Effects of Continuous Variables (MANOVA: Univariate command)

Usually you name factors but not covariates on the DESIGN subcommand. The linear effects of covariates are removed from the dependent variable before the design is tested. However, the design can include variables that are measured at the interval level and originally named as covariates or as additional dependent variables.

Continuous variables on a DESIGN subcommand must be named as dependents or covariates on the MANOVA variable list.
Before you can name a continuous variable on a DESIGN subcommand, you must supply an ANALYSIS subcommand that does not name the variable. This action excludes it from the analysis as a dependent variable or covariate and makes it eligible for inclusion on DESIGN.
You can use the keyword POOL(varlist) to pool more than one continuous variable into a single effect (provided that the continuous variables are all excluded on an ANALYSIS subcommand). For a single continuous variable, POOL(VAR) is equivalent to VAR.
The TO convention in the variable list for POOL refers to the order of continuous variables (dependent variables and covariates) on the original MANOVA variable list, which is not necessarily their order on the active dataset. This use is the only allowable use of the keyword TO on a DESIGN subcommand.
You can specify interaction terms between factors and continuous variables. If FAC is a factor and COV is a covariate that has been omitted from an ANALYSIS subcommand, FAC BY COV is a valid specification on a DESIGN statement.
You cannot specify an interaction between two continuous variables. Use the COMPUTE command to create a variable representing the interaction prior to MANOVA.

Example

*  This example tests whether the regression of the dependent 
   variable Y on the two variables X1 and X2 is the same across
   all the categories of the factors AGE and TREATMNT.

MANOVA Y BY AGE(1,5) TREATMNT(1,3) WITH X1, X2
  /ANALYSIS = Y
  /DESIGN = POOL(X1,X2),
            AGE, TREATMNT, AGE BY TREATMNT,
            POOL(X1,X2) BY AGE + POOL(X1,X2) BY TREATMNT
              + POOL(X1,X2) BY AGE BY TREATMNT.

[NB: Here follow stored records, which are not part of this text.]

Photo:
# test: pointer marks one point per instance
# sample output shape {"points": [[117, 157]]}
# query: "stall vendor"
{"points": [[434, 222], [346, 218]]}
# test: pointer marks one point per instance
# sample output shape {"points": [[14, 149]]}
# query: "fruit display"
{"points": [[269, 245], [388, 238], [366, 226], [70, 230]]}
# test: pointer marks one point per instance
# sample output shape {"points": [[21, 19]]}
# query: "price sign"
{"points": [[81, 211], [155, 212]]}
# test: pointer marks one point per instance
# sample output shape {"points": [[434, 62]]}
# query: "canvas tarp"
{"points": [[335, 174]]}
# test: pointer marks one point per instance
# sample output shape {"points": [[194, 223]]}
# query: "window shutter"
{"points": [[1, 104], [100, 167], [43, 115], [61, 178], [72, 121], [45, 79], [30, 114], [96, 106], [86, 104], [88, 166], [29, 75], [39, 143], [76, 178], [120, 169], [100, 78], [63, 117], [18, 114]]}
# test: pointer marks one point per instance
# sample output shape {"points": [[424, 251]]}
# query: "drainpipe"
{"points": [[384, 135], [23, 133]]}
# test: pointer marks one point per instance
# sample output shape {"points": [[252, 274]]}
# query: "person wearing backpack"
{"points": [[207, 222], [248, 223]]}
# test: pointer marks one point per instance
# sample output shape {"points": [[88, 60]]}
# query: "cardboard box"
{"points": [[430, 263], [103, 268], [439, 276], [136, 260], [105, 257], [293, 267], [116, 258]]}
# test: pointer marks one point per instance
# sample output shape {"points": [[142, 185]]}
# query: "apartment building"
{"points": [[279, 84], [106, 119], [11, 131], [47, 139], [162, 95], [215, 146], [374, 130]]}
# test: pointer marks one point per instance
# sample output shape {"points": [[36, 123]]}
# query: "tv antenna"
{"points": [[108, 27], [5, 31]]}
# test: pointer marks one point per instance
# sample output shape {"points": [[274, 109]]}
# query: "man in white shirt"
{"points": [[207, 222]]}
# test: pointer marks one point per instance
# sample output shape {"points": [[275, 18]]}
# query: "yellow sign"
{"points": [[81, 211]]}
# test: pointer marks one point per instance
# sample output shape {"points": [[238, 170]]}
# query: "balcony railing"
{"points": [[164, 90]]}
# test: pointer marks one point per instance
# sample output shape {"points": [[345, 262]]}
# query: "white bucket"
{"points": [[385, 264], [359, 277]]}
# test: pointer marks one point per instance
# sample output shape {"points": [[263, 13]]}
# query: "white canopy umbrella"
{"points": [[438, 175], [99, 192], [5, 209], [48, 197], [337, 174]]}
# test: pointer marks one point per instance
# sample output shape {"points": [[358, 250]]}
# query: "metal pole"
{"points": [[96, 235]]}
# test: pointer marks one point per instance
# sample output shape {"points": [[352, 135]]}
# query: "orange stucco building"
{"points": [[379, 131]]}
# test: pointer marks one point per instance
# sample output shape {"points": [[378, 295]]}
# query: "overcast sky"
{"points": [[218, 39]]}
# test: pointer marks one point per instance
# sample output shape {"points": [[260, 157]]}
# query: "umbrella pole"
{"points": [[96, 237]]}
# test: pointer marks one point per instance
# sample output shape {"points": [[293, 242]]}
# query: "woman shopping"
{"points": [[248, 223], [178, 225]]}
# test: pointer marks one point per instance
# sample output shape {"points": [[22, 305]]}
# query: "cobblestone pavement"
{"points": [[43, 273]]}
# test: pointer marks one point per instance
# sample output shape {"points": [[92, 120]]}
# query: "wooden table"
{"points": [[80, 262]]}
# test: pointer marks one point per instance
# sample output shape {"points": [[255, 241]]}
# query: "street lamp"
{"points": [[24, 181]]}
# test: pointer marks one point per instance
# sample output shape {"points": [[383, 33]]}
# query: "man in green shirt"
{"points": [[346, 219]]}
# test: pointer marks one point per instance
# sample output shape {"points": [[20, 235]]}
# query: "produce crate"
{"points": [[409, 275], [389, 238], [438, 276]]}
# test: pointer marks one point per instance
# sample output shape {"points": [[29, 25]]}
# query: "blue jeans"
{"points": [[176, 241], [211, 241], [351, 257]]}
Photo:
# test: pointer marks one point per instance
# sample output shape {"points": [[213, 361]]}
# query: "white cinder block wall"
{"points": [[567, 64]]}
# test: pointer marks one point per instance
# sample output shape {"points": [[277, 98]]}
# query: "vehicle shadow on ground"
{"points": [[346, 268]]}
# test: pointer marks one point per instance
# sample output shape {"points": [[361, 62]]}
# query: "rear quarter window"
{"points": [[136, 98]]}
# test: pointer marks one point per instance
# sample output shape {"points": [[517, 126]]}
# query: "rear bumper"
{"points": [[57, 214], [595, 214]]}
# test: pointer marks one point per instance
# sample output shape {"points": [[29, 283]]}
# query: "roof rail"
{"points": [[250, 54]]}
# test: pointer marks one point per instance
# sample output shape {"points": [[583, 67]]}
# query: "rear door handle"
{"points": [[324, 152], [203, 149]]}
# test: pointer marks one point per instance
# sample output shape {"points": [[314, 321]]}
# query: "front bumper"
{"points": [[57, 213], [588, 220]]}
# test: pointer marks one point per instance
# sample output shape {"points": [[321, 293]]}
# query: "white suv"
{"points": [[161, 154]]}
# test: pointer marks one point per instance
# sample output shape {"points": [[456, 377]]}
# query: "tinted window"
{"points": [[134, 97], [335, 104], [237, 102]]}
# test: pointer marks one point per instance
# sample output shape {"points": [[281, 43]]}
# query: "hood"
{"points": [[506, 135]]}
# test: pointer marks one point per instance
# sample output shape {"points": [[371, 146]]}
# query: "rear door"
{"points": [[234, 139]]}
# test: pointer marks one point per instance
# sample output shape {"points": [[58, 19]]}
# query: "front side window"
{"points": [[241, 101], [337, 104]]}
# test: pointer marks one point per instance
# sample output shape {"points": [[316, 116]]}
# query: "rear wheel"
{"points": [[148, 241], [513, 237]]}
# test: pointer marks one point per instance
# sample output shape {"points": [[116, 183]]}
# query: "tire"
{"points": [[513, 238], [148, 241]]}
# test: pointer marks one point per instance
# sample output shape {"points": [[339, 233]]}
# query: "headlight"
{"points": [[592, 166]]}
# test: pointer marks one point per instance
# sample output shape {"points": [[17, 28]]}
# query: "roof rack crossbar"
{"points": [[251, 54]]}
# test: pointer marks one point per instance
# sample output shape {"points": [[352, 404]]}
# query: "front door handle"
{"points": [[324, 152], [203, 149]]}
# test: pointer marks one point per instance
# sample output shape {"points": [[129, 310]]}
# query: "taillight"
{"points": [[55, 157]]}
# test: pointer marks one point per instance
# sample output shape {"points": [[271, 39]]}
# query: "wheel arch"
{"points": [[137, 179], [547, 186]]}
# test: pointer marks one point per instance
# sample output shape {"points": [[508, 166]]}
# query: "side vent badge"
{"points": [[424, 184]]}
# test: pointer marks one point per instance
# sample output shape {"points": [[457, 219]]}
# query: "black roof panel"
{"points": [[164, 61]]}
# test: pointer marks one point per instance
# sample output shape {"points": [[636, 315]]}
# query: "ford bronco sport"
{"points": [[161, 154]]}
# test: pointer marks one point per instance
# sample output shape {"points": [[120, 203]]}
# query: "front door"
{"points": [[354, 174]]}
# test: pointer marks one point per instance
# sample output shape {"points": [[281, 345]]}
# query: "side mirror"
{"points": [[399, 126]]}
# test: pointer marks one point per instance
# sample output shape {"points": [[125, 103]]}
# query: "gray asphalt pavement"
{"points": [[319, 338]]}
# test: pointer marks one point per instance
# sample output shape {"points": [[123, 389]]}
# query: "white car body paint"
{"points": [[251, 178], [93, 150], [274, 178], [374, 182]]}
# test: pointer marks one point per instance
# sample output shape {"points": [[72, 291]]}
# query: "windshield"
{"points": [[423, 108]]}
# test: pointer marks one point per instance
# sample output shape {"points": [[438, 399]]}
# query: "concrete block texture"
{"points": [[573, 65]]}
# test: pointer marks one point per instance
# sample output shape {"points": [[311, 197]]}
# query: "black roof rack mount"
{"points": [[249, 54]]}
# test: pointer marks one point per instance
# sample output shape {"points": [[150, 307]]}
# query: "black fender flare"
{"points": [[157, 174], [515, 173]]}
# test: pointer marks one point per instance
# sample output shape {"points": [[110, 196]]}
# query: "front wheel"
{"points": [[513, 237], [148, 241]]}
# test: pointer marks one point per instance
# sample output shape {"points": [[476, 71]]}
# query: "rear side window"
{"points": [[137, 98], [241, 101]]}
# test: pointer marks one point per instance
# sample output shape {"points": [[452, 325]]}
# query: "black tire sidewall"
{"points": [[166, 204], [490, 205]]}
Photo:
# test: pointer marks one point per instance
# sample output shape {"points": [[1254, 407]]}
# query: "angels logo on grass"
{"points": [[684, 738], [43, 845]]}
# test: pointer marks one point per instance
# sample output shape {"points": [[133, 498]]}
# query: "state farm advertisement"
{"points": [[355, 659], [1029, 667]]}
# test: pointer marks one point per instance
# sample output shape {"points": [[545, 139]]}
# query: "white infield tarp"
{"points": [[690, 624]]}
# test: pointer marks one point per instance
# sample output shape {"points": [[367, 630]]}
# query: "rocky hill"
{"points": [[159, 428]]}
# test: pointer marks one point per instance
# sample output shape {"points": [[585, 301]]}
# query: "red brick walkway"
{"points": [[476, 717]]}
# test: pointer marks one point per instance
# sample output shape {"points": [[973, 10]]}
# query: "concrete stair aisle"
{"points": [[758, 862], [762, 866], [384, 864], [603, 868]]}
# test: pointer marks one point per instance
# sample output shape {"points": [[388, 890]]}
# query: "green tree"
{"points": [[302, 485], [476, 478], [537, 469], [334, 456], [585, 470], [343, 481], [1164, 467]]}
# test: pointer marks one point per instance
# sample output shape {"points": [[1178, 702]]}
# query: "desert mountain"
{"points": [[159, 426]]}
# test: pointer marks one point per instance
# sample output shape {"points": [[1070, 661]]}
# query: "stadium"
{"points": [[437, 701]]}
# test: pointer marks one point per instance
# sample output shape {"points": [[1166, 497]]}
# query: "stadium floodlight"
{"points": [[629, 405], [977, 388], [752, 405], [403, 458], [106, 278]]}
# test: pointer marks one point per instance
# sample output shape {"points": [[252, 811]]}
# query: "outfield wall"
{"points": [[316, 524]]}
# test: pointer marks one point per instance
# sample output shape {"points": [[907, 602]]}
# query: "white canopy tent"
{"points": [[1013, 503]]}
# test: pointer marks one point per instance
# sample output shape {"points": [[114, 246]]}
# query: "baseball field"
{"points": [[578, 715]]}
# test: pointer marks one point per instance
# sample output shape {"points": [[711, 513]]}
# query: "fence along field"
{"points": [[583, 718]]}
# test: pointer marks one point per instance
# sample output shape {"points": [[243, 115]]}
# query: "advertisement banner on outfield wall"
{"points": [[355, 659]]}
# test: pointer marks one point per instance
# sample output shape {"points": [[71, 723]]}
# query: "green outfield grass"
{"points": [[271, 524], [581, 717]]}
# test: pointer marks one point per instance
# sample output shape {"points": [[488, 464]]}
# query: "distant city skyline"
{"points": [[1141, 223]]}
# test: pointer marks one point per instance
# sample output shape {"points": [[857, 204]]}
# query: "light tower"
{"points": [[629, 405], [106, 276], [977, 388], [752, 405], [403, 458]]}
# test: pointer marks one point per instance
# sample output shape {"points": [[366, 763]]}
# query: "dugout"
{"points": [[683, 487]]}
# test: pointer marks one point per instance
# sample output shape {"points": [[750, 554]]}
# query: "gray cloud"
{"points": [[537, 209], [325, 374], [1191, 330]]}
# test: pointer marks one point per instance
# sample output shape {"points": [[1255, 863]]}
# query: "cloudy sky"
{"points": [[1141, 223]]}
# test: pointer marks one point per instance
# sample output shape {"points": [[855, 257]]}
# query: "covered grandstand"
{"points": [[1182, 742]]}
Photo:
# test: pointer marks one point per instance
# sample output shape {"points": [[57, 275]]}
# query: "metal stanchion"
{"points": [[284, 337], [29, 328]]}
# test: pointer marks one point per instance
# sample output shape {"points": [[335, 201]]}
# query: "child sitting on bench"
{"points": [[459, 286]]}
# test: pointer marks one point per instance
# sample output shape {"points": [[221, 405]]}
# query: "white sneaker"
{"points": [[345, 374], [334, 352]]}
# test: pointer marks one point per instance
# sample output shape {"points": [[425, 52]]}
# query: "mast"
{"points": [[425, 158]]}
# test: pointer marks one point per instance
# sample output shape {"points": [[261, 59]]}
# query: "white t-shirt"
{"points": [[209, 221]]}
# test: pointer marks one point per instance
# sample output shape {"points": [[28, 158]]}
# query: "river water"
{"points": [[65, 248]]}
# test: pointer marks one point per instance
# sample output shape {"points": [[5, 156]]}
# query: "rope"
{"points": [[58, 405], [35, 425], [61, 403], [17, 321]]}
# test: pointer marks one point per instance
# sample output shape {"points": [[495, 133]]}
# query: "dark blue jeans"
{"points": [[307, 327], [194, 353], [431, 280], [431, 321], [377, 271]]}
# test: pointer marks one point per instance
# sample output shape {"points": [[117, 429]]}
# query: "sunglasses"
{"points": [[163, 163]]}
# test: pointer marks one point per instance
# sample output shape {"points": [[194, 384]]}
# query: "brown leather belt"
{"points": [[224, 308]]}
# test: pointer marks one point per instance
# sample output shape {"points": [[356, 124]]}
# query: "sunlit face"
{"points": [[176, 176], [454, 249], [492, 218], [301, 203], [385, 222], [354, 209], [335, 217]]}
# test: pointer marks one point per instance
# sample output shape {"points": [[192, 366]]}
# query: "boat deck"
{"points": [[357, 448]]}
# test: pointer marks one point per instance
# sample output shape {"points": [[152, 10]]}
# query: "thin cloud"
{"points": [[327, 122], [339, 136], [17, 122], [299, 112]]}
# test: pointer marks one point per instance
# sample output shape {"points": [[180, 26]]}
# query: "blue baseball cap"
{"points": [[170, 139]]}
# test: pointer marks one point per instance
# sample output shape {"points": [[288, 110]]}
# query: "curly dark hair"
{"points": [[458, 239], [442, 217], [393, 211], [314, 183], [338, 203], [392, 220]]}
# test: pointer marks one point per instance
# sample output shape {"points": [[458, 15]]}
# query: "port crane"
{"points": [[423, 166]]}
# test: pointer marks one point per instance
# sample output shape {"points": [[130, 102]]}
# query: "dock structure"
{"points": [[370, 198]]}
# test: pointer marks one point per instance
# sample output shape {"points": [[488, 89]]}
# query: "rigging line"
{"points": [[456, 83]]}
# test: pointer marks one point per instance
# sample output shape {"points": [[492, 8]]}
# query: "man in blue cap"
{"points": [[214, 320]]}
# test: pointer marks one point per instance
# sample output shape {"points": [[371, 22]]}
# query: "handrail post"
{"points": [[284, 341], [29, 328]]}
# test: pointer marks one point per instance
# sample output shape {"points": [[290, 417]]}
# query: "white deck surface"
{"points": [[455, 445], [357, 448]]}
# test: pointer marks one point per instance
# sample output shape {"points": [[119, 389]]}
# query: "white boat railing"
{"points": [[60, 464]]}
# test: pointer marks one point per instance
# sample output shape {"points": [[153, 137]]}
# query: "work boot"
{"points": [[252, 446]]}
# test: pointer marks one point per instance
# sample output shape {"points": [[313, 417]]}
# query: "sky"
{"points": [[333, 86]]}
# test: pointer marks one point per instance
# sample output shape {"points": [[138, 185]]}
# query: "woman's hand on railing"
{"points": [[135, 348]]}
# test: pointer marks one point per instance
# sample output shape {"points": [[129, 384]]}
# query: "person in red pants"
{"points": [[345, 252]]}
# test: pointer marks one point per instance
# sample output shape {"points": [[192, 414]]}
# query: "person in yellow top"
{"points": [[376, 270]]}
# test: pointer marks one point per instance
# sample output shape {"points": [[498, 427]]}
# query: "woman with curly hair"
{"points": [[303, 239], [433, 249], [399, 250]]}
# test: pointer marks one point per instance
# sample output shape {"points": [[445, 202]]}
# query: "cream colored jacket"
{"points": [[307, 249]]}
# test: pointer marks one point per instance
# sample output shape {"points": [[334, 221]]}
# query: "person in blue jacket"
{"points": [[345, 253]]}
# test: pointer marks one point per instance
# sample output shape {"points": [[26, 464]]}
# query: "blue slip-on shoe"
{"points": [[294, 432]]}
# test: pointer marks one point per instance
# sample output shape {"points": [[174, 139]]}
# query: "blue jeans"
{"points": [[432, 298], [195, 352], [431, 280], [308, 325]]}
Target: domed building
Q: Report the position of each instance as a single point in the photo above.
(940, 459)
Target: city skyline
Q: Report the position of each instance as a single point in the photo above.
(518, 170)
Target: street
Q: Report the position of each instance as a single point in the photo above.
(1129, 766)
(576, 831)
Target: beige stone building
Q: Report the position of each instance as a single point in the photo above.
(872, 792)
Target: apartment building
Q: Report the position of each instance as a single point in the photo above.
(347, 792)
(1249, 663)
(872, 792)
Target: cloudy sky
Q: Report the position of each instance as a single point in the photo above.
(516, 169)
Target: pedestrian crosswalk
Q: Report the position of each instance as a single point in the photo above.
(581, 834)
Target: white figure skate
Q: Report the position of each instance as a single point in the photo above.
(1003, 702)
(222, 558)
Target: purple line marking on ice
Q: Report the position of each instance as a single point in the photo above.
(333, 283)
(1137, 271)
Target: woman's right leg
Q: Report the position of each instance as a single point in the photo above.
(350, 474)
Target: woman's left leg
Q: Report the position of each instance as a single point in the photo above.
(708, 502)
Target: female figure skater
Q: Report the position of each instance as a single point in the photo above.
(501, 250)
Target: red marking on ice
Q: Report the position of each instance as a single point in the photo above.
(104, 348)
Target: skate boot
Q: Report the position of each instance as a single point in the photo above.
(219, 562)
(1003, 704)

ANALYSIS excludes X1 and X2 from the standard treatment of covariates so that they can be used in the design.
DESIGN includes five terms. POOL(X1,X2), the overall regression of the dependent variable on X1 and X2, is entered first, followed by the two factors and their interaction.
The last term is the test for equal regressions. It consists of three factor-by-continuous-variable interactions pooled together. POOL(X1,X2) BY AGE is the interaction between AGE and the combined effect of the continuous variables X1 and X2. It is combined with similar interactions between TREATMNT and the continuous variables and between the AGE by TREATMNT interaction and the continuous variables.
If the last term is not statistically significant, there is no evidence that the regression of Y on X1 and X2 is different across any combination of the categories of AGE and TREATMNT.